There are sometimes different thermostats available, but not that much different (180 or 190 deg) This is more likely a radiator problem than the thermostat. Especially if it is getting worse. You could have it flushed, but in my experience, that rarely, if ever, helps. Check the guage, though. If it isn't steaming or boiling over, maybe it isn't really running so hot after all. If it is boiling over, have a mechanic make sure there isn't a bad head gasket. Also make sure the fins aren't full of dead butterflies. Look inside the radiator and see if there are crusty bits around the circulation holes (if you can see inside). If so, there are probably some plugged tubes. Simplest solution is a new or rebuilt one.

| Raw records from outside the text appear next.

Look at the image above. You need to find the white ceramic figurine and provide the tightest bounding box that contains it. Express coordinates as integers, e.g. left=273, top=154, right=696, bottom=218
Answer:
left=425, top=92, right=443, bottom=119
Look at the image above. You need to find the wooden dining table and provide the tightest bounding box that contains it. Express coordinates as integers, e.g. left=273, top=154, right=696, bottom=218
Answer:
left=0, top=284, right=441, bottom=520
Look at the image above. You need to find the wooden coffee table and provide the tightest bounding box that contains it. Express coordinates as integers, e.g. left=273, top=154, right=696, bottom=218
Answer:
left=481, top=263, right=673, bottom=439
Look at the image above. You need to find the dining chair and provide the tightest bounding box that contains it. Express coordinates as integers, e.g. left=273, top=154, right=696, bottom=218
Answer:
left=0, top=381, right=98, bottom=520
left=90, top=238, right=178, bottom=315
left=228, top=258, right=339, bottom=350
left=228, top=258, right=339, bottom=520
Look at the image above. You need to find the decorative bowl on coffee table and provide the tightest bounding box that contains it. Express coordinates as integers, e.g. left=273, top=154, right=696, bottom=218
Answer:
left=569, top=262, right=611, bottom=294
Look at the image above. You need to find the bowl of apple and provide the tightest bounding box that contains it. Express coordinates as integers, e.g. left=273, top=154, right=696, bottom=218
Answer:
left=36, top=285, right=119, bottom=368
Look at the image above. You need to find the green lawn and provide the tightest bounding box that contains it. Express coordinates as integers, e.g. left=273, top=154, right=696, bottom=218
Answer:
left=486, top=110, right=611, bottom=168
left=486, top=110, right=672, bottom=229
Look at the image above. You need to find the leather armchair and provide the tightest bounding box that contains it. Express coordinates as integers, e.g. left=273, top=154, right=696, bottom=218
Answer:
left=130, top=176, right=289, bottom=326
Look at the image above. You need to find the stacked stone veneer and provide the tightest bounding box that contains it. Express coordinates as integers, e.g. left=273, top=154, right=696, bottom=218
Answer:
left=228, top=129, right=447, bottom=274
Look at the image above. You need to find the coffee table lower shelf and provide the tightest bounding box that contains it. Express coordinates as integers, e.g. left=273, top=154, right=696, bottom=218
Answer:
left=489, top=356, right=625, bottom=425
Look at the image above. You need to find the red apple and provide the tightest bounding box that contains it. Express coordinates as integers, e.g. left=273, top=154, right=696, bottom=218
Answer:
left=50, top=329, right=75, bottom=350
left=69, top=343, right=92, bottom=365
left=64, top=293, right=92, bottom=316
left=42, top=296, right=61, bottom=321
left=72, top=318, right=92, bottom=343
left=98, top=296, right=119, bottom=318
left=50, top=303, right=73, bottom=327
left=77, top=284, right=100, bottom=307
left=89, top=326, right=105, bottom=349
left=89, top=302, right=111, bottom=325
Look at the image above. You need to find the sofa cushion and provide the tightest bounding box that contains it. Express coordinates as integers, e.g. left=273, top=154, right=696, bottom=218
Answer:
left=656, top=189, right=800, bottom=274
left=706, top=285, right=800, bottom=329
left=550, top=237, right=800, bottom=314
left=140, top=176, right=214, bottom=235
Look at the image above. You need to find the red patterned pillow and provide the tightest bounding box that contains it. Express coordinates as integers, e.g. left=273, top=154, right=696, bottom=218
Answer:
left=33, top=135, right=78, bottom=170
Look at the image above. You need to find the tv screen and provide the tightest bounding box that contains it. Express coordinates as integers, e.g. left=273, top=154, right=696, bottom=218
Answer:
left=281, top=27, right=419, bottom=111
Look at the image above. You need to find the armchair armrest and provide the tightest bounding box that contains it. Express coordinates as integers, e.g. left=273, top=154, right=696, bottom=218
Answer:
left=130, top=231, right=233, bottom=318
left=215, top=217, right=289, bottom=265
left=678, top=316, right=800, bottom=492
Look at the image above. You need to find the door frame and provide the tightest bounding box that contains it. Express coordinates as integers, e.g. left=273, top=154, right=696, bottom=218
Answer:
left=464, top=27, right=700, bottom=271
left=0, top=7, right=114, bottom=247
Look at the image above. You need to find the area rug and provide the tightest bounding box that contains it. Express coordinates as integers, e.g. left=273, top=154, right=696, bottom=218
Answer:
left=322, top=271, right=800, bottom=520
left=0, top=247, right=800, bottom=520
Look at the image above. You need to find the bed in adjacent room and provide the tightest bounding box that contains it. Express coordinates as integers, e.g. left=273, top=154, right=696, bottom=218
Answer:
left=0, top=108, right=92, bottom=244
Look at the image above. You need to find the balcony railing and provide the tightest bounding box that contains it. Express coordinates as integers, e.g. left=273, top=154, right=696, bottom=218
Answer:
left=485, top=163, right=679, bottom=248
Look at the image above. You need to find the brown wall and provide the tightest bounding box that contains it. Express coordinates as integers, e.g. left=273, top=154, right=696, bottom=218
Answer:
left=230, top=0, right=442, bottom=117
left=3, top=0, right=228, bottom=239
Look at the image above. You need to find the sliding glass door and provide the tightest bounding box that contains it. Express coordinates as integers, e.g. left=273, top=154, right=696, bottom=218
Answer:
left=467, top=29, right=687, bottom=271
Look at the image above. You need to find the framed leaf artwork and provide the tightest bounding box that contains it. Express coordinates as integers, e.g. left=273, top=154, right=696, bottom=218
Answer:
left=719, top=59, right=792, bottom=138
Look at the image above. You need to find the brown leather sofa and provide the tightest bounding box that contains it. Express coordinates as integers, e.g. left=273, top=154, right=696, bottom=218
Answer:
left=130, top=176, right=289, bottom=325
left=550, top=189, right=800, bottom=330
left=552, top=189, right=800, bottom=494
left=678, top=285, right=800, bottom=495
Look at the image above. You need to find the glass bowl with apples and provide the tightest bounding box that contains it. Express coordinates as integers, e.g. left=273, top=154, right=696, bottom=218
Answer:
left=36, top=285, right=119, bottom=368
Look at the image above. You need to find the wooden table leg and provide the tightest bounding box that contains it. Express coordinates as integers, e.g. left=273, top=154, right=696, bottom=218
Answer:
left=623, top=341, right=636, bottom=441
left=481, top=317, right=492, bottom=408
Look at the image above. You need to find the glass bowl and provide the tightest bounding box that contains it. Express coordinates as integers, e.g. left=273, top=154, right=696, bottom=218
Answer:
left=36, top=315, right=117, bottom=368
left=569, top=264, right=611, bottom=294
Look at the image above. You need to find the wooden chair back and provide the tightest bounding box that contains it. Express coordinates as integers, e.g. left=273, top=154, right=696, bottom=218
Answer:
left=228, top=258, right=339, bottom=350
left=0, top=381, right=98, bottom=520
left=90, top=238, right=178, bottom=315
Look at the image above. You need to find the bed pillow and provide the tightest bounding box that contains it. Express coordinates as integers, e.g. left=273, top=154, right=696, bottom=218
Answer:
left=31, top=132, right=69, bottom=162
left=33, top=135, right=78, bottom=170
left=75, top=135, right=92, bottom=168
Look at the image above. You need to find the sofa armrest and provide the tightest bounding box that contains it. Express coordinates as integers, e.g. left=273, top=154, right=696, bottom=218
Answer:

There are two primary symptoms of a faulty thermostat (assuming you mean the coolant thermostat in the engine not the A/C Heater Thermostat). The thermostat can fail in basically two ways:
1) Stuck open - Engine runs colder, heater takes forever to heat up.
2) Stuck closed - Engine runs very hot, then will suddenly drop in temperature, then run very hot again. Or engine overheats constantly. When the engine is hot, feel the upper radiator hose. If it is not hot, you can bet the thermostat is stuck closed. If it is hot, the thermostat may not be stuck close, but not opening at the proper temperature.
Stuck open is annoying, but not dangerous. Stuck close is dangerous and can cause overheating-related damage to your engine.
If you are handy, you can replace it yourself. Otherwise it is an easy job for a mechanic.